Ainsi, l’histoire de Giambattista Bodoni, alias Yambo, un bouquiniste devenu amnésique au sortir d’un coma, plaira à ceux que les éternels débats sur la trace du souvenir dans les mots et les images passionnent. De retour chez les siens (qu’il ne reconnaît pas), Yambo, dont la « mémoire de papier » n’est traversée que de fugaces références à un livre ou un autre, cherche dans la demeure familiale à se refaire un passé en feuilletant les illustrés de son enfance. Si l’on se lasse parfois du rythme capricieux de la première partie du roman, il appartient cependant à chacun de décider s’il fréquentera ou non les corridors tortueux et encombrés de la mémoire de Yambo. J’y ai déniché bien des merveilles (l’objet édité par Eco lui-même, soigneusement publié par Grasset, est superbe) et quelques déceptions, comme autant de recoins laissés vides par un romancier et essayiste à qui il importe plus de faire étalage de sa connaissance que de son sens de l’humour (dommage, car il peut être très drôle, Umberto). Il y a un peu de Proust là-dedans aussi, de la nostalgie à revendre et une finale éblouissante. Un exercice périlleux, donc, où l’auteur du Pendule de Foucault se cache à peine. Une construction intimiste qui tient du miracle, capable de s’écrouler à tout moment, et qui parvient malgré tout à nous entraîner dans ses méandres. Pour le meilleur et pour le pire. C’est peut-être ça, la mystérieuse flamme du roi Eco.

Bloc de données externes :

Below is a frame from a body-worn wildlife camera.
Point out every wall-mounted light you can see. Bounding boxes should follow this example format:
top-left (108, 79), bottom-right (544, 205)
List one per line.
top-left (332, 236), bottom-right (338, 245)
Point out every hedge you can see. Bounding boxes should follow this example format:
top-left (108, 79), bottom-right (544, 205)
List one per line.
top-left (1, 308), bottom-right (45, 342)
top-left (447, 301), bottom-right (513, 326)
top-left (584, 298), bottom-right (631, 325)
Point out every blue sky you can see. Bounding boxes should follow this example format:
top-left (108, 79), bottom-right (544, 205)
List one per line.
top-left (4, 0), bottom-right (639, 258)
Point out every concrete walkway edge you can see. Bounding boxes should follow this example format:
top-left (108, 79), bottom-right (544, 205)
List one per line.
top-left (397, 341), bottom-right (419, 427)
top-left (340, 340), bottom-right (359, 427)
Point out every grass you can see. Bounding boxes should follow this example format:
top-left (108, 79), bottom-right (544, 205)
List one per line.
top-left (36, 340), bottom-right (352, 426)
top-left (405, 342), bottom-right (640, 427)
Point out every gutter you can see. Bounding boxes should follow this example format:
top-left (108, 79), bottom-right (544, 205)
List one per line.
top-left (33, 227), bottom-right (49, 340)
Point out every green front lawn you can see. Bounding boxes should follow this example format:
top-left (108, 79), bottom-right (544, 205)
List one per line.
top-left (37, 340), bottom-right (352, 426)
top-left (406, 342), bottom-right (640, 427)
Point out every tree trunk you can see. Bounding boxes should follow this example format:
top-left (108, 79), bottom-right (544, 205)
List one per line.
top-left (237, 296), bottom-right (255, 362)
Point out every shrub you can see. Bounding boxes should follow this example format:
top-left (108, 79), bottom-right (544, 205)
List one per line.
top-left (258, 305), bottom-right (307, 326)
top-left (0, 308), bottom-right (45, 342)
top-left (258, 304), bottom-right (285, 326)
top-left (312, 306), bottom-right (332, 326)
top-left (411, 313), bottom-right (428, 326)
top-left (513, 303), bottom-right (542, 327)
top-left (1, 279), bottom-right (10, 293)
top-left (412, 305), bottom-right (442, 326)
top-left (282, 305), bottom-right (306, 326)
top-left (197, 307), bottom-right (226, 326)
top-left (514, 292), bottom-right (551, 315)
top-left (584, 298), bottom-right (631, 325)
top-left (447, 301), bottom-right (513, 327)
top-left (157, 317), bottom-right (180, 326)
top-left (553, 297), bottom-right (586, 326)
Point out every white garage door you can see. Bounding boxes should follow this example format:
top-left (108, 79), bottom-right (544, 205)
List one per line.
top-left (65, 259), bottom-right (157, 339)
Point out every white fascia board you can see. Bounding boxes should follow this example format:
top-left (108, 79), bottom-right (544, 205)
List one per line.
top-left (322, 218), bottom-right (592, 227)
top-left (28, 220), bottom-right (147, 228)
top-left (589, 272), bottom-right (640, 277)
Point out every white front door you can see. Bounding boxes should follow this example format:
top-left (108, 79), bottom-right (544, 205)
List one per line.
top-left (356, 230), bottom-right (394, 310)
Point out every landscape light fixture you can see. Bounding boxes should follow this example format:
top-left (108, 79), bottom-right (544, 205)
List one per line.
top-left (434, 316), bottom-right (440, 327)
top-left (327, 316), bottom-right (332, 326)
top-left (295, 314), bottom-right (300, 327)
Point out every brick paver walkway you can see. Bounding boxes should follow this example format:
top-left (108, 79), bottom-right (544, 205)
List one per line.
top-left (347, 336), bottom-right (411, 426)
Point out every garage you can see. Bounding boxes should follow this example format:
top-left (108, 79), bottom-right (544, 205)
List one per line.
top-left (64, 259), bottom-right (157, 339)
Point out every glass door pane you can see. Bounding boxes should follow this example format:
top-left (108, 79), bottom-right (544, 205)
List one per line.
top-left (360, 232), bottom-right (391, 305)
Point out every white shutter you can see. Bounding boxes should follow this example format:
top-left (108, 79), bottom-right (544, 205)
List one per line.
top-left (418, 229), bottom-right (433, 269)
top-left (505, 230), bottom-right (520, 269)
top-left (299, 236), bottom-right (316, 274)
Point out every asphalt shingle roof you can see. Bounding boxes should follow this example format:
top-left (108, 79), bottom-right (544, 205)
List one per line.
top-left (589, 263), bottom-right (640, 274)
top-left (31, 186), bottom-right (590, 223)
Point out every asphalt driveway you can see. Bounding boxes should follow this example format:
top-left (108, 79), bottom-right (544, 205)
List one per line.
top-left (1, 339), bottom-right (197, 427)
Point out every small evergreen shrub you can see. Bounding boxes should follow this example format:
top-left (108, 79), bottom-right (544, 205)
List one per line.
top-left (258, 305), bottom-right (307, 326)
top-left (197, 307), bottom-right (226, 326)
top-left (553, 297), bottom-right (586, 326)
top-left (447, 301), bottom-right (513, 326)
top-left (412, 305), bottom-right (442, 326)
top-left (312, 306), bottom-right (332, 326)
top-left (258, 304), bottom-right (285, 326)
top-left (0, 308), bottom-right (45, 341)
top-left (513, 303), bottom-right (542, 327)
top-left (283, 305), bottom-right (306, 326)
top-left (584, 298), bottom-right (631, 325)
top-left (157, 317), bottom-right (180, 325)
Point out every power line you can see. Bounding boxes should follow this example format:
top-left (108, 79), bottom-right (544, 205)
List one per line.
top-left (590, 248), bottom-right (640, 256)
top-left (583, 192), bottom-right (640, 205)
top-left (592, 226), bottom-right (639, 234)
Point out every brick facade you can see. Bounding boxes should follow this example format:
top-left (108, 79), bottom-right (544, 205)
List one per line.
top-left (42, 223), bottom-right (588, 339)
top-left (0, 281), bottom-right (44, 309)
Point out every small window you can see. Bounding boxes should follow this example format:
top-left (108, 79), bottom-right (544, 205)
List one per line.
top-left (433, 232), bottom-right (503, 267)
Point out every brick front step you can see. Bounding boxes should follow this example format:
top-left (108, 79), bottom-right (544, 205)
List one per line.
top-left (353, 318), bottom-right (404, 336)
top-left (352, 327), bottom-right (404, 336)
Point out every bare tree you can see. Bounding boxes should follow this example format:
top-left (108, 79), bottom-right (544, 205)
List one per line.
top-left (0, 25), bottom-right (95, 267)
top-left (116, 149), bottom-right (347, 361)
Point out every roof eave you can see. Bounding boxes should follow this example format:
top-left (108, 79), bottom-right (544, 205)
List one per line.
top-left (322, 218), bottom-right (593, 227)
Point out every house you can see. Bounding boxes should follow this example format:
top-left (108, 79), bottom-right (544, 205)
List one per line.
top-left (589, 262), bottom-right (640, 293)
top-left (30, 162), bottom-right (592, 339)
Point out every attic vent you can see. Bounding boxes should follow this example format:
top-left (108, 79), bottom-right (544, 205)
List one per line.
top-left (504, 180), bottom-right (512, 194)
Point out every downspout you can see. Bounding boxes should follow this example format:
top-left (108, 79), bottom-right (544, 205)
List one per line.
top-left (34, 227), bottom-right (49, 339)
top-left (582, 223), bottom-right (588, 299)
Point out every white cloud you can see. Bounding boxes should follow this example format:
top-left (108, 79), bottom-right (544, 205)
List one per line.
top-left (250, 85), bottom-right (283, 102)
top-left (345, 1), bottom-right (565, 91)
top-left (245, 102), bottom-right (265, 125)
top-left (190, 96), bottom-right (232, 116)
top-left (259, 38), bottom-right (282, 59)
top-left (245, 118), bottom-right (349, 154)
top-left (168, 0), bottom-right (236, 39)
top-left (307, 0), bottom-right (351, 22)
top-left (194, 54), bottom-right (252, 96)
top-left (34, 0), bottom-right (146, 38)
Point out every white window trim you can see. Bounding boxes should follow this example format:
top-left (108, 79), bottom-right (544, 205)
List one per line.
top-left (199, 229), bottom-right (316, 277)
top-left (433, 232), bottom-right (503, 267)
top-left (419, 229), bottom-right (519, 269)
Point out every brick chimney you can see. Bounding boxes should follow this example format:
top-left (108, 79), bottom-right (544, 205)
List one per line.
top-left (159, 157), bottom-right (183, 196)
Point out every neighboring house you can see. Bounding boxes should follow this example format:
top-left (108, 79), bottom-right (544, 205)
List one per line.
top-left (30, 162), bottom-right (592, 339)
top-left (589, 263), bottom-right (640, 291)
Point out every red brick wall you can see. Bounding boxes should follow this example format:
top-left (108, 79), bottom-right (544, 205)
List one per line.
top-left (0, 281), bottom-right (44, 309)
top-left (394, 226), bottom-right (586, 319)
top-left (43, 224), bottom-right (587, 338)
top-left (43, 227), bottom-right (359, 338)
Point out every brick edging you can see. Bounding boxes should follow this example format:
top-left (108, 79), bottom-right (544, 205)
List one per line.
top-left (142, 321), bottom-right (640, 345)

1 Il est tentant de faire comme Dominique Noguez, cet écrivain qui a envoyé à plusieurs éditeurs le manuscrit du Mrs. Dalloway de Virginia Woolf, rebaptisé pour l’occasion Madame Beauchemin et signé par une certaine Virginie Lalou. Tous ont refusé. Le même stratagème a été répété à quelques occasions dans l’histoire de la littérature mondiale, question d’ébranler quelques lettrés et de faire plaisir à des auteurs comme Peter Carey. Sous une autre identité, Eco serait-il Eco ? La question est lancée.